この記事へのコメント
「森」が持っているミステリアスな部分を巧妙に表現していると思います。小学生のころ、国民学校の裏手は広大なグライダー演習場になっていて(戦時下のことですが)その向こうに鎮守の森があり、参詣する人も少ないせいで鬱蒼としていて教室の窓から一種の恐怖心をもって日々眺めていたあの森を想起しました。不穏が騒ぎ出す午後4時というのも、意味なく納得さされて面白く採らせていただきました。
Posted by 井忠明 at 2020年08月16日 08:19
高井さんと同じく「鎮守の森」を連想しました。「午後四時」という設定が絶妙で、「逢魔が時」とされる黄昏時よりやや早い時間、ちょうど人通りが絶える頃の静かになる一瞬が、「逢魔」の始まる合図ということが腑に落ちました。森というのは、大人になっても何だか気味の悪い場所で、昼間でも無人で静かだと一層そう感じます。そうした気味悪さを「午後四時を過ぎて不穏が騒ぎ出す」としたのが面白いと思いました。
Posted by 亀尾美香 at 2020年08月18日 12:21
亀尾さんのおかげで
「逢魔が時」の入口に当たる時間なのだと
より厳密に限定することができました。
「不穏」という抽象名詞が「騒ぎ出す」という擬人的表現も面白いです。
森は元来、人間の生存を脅かす畏怖すべきものでした。
子供のころ森が身近にあることの大切さを思います。
Posted by 川上幸子 at 2020年08月22日 13:15
作者の高良です。コメントを下さいました高井さん、亀尾さん、川上さん、ありがとうございます。山の中の鬱蒼とした森を歩いていると、季節によりますが午後3時から4時を境に辺りの雰囲気が変わり出す、その"境界"のようなものを感じることがよくあります。これはもしかしたら日頃森や山に馴染みがなければ難しいかなと思っておりましたが、皆さん的確に歌意を汲み取って下さって嬉しく思います。「不穏」の擬人化の表現については、まだまだ別のより良い表現があったかも知れないと思って悩んでおります。
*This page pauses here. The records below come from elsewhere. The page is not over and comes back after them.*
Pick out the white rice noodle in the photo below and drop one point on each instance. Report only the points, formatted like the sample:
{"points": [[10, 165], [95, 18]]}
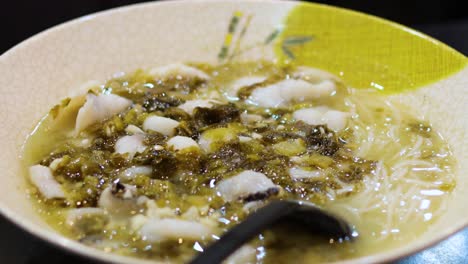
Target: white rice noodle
{"points": [[98, 108], [42, 178]]}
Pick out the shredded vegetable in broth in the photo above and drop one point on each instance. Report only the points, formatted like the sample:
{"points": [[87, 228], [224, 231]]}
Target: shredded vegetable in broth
{"points": [[159, 163]]}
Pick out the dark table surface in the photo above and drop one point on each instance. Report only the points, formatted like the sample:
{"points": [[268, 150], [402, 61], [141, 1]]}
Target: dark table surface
{"points": [[16, 246]]}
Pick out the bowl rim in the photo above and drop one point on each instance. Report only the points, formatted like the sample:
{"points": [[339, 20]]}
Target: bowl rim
{"points": [[59, 241]]}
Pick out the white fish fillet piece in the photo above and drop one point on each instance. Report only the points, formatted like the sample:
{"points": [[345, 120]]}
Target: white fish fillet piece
{"points": [[243, 184], [42, 178], [98, 108]]}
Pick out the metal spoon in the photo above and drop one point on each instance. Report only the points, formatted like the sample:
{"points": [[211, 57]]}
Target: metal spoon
{"points": [[284, 212]]}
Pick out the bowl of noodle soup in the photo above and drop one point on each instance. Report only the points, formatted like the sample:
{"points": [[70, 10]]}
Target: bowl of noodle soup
{"points": [[365, 117]]}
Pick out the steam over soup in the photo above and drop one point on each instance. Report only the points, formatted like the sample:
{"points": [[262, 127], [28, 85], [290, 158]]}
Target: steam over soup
{"points": [[159, 163]]}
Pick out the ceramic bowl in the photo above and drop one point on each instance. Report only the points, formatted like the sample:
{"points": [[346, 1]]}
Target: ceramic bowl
{"points": [[363, 50]]}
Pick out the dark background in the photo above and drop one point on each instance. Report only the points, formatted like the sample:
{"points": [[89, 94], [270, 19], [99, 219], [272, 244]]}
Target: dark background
{"points": [[445, 20]]}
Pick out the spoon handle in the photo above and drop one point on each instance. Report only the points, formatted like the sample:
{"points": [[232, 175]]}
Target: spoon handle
{"points": [[240, 234]]}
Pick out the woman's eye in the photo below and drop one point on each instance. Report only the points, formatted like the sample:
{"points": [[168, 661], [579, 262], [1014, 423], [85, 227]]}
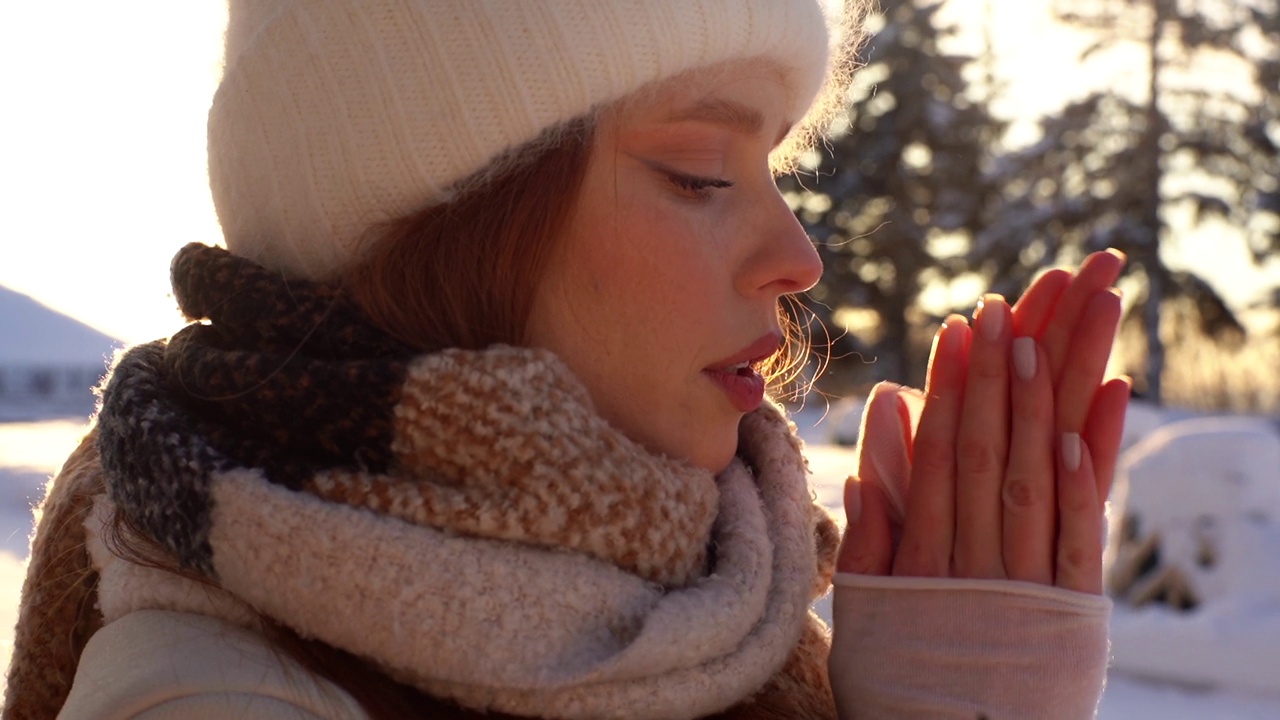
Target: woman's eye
{"points": [[696, 187]]}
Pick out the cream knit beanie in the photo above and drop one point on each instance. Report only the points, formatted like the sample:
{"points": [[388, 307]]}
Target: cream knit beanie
{"points": [[337, 114]]}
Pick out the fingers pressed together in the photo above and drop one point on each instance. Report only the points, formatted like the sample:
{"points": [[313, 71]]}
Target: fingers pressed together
{"points": [[1016, 443]]}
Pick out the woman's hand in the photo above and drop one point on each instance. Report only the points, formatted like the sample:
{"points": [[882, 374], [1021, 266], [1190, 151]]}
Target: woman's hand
{"points": [[1015, 447]]}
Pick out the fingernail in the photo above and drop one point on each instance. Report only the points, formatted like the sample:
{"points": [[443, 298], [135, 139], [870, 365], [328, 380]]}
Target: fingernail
{"points": [[1024, 358], [1072, 451], [991, 317]]}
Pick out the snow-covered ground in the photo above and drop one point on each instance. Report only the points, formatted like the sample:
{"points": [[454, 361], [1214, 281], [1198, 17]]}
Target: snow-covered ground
{"points": [[32, 451]]}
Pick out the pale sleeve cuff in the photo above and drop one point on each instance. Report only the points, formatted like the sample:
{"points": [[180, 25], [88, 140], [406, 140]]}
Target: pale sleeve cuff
{"points": [[940, 647]]}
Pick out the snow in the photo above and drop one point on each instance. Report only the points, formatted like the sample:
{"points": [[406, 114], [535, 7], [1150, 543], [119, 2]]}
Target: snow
{"points": [[35, 335], [1168, 665]]}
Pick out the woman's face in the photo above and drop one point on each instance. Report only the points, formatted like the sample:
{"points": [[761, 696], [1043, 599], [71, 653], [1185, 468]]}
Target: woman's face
{"points": [[662, 295]]}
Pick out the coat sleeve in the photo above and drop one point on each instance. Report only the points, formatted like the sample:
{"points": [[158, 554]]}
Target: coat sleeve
{"points": [[161, 665], [927, 647], [937, 647]]}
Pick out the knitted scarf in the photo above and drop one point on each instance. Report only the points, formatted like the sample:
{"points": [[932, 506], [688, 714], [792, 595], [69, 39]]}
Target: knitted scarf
{"points": [[479, 531]]}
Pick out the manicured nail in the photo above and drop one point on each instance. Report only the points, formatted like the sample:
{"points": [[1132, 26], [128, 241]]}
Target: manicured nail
{"points": [[991, 317], [1024, 358], [1072, 451]]}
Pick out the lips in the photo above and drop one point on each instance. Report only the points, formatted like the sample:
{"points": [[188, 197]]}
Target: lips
{"points": [[737, 374]]}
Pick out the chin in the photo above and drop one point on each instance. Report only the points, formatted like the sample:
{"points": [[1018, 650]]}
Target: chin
{"points": [[716, 458]]}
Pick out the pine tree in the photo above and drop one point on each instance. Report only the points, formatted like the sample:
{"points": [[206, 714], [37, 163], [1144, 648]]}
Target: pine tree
{"points": [[1115, 169], [897, 196]]}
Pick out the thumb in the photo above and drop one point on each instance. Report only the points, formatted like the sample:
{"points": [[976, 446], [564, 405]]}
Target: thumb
{"points": [[867, 548]]}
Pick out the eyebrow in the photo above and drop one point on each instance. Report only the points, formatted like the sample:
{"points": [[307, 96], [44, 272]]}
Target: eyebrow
{"points": [[734, 115]]}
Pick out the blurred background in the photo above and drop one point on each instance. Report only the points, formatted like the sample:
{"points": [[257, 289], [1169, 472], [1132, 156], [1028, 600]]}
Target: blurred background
{"points": [[986, 141]]}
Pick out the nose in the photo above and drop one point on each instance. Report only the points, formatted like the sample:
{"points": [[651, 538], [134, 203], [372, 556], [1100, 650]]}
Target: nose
{"points": [[784, 259]]}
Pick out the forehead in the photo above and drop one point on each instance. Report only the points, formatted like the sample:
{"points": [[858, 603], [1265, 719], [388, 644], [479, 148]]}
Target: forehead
{"points": [[745, 96]]}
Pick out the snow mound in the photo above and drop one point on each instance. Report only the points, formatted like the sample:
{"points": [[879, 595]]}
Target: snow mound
{"points": [[1194, 555]]}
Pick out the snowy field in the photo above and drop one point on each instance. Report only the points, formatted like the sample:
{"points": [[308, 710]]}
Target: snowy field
{"points": [[31, 451]]}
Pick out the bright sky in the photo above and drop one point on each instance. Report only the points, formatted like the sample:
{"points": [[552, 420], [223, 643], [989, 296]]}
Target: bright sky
{"points": [[103, 147]]}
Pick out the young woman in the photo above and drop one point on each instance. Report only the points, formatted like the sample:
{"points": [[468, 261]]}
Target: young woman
{"points": [[471, 419]]}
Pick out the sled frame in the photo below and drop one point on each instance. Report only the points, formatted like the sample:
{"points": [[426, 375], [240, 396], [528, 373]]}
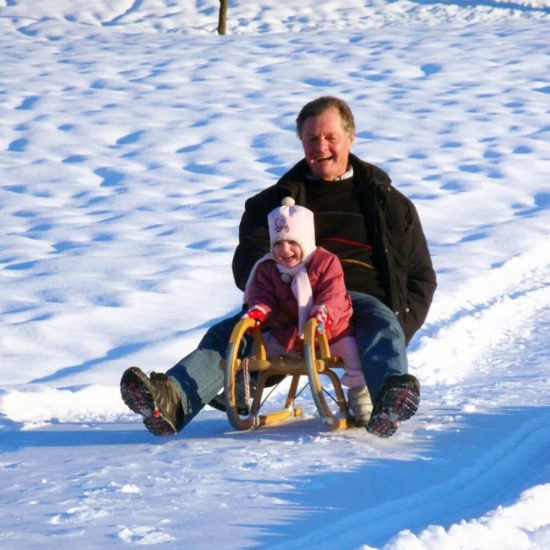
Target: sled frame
{"points": [[317, 360]]}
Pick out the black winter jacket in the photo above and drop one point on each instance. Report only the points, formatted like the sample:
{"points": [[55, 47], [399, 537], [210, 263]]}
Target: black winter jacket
{"points": [[404, 264]]}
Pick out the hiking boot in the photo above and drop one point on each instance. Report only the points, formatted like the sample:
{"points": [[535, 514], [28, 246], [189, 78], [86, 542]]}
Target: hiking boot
{"points": [[360, 404], [155, 398], [398, 400]]}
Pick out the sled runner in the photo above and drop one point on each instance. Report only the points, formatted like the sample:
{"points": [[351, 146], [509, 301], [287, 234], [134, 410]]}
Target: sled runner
{"points": [[316, 363]]}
Posted by 高良俊礼 at 2020年08月28日 00:42
静けさは逢魔の合図午後四時を過ぎて不穏が騒ぎ出す森

「嵐の前の静けさ」という情景がまず最初に浮かびました。また〈逢魔の合図〉で得体の知れない何かがある、あるいは起きるというようにも思いました。でも、そんな状況でも森に近付いてみたいという気持ちにさせられるそんな一首だと思いました。恐いもの見たさとでも言うのでしょうか・・・。
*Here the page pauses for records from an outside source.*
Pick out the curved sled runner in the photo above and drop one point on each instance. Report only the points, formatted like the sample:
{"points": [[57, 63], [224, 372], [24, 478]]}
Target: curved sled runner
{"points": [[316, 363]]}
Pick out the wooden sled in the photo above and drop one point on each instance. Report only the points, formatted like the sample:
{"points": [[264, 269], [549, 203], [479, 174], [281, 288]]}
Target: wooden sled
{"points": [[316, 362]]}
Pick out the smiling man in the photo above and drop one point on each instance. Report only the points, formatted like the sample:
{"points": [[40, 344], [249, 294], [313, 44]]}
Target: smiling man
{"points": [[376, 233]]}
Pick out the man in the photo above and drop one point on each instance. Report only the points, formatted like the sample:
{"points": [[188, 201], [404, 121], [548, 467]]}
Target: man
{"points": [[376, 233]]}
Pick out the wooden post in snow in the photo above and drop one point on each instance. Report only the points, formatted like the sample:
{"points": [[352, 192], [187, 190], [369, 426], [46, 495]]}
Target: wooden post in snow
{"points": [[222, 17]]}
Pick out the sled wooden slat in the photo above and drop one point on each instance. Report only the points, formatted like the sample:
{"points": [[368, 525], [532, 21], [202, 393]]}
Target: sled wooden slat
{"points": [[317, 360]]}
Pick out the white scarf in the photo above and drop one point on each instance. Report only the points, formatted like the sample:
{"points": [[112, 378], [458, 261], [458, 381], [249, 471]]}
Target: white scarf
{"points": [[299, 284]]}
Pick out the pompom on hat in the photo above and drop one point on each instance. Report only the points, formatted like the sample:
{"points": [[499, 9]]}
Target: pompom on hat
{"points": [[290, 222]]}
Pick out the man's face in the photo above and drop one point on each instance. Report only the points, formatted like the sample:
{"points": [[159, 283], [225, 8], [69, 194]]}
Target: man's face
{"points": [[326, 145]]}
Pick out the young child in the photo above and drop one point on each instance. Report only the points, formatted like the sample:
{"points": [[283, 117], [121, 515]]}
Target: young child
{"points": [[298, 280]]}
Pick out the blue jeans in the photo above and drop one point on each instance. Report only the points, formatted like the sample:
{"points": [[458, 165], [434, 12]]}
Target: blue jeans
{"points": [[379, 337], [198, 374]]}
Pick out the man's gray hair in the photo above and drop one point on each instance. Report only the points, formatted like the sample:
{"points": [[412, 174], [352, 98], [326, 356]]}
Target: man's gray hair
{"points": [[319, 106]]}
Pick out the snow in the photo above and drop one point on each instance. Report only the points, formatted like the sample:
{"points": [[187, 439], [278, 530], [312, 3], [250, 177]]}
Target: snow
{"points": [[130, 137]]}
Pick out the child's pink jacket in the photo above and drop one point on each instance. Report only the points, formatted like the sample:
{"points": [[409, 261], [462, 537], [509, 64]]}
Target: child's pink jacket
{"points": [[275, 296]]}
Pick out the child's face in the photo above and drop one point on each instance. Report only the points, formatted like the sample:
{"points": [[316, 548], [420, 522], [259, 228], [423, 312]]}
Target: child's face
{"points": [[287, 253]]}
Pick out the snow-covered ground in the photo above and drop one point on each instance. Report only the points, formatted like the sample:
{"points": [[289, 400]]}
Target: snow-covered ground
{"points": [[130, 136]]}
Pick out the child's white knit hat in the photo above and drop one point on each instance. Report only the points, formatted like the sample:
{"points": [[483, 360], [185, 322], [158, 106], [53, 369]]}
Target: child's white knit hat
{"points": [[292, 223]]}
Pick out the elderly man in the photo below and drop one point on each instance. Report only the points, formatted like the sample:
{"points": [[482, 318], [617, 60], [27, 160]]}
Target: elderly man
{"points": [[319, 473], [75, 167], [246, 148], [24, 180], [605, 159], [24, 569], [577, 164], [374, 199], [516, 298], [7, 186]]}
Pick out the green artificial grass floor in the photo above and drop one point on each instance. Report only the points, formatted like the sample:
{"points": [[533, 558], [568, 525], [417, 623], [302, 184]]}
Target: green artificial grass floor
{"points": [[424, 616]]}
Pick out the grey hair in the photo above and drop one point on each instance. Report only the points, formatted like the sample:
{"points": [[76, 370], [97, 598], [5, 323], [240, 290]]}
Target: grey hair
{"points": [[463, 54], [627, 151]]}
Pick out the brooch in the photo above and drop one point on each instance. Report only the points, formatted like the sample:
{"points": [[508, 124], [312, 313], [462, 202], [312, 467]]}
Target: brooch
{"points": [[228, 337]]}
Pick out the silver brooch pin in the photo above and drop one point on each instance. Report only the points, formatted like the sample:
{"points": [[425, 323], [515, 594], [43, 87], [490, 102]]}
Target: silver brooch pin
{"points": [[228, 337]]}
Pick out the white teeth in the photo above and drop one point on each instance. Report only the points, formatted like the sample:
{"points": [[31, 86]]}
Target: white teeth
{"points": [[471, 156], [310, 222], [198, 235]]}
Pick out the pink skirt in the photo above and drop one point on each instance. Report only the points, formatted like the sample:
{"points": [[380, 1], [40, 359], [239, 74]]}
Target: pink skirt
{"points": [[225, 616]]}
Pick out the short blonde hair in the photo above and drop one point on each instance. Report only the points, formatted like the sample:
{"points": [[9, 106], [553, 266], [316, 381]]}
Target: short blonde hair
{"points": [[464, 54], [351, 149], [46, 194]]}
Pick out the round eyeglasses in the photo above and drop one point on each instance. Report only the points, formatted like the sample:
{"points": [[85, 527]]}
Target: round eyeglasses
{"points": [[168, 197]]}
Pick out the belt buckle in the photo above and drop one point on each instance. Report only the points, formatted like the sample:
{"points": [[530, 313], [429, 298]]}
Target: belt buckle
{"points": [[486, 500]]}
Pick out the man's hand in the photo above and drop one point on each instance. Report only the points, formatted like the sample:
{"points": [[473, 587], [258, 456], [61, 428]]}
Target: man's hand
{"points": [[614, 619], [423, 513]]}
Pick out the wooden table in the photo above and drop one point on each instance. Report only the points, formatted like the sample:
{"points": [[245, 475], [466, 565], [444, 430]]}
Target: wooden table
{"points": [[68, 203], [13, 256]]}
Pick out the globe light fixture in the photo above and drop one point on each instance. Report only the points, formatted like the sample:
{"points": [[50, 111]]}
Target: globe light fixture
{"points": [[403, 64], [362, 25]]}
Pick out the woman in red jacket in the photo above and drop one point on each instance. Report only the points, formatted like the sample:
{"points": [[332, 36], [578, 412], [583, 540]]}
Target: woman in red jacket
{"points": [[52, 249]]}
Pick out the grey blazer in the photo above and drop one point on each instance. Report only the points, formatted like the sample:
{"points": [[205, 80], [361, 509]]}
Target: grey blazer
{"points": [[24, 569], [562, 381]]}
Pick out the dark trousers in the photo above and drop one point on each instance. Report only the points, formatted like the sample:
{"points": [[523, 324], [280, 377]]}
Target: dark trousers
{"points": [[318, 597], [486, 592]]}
Posted by 笹渕静香 at 2020年08月29日 16:34
笹渕さん、コメントありがとうございます。丁寧に読んで下さいまして嬉しく思います。

仰るように、「怖いけど覗いてみたい独特の雰囲気」が、森にはありますね。涼しさや清々しさの中にも何か人を圧倒するような大自然の神秘のようなものは、実際に歩いてみて切実に感じることがあります。